Wisconsin 13-year-old Jayme Closs was found alive last week, nearly three months since she went missing following the deaths of her parents on Oct. 15, 2018. Now, she’s getting some words of wisdom from a woman who survived a similar ordeal, Elizabeth Smart. Smart was abducted in June 2002 when she was 14, and was rescued nine months later. Today, the 31-year-old Smart is a child safety advocate.

“Right now at this point in time, I feel that it’s very, very vital for her to build those relationships with her family because, unfortunately, her family was brutally torn apart,” Smart said on ABC’s Good Morning America on Monday. “So this is a very important time to try to rebuild, to come together again and to start afresh, to try to create a new normal because, unfortunately, there is no going back to the old normal. There’s only a new normal.”

Smart acknowledged how difficult this could be, and that Closs should be given “as much time and space as she needs because she’s just been through the most traumatic experience anyone in their life could experience.”

“It’s gonna take time,” Smart continued, referring to how Closs will adjust to life, after going through a kidnapping and the alleged murders of her parents. “And if she doesn’t want to talk then I think that’s her complete prerogative.”

Smart added that after she was saved, she was ashamed of what had happened to her, saying, “I didn’t want people to know what I had been through.”

It is possible to move forward, Smart said, drawing on her personal experience as someone who has successfully created an identity beyond what she went through as a child.

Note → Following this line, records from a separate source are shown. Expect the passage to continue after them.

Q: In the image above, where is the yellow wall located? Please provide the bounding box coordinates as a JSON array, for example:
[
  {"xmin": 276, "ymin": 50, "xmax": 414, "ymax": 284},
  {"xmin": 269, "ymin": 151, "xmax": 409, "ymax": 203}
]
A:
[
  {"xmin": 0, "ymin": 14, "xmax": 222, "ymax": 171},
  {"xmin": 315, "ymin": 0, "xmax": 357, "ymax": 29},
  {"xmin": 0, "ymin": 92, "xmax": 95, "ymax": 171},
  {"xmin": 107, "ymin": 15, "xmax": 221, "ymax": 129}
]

“It’s so easy to feel that ‘this is going to define me,'” Smart recognized, but gave assurance to Closs by saying, “I want her to know that this doesn’t have to be that.”

Smart also noted how Closs showed that she has strength in her, as she was the one who saved herself from her captor, identified by authorities as 21-year-old Jake Thomas Patterson, who is due in court Monday afternoon.

Jeanne Nutter, the woman who was approached by Closs and then brought her to safety, said in an interview with the Law & Crime Network, “The real hero is not me, it’s Jayme, who was able to leave the house and find me on the road.”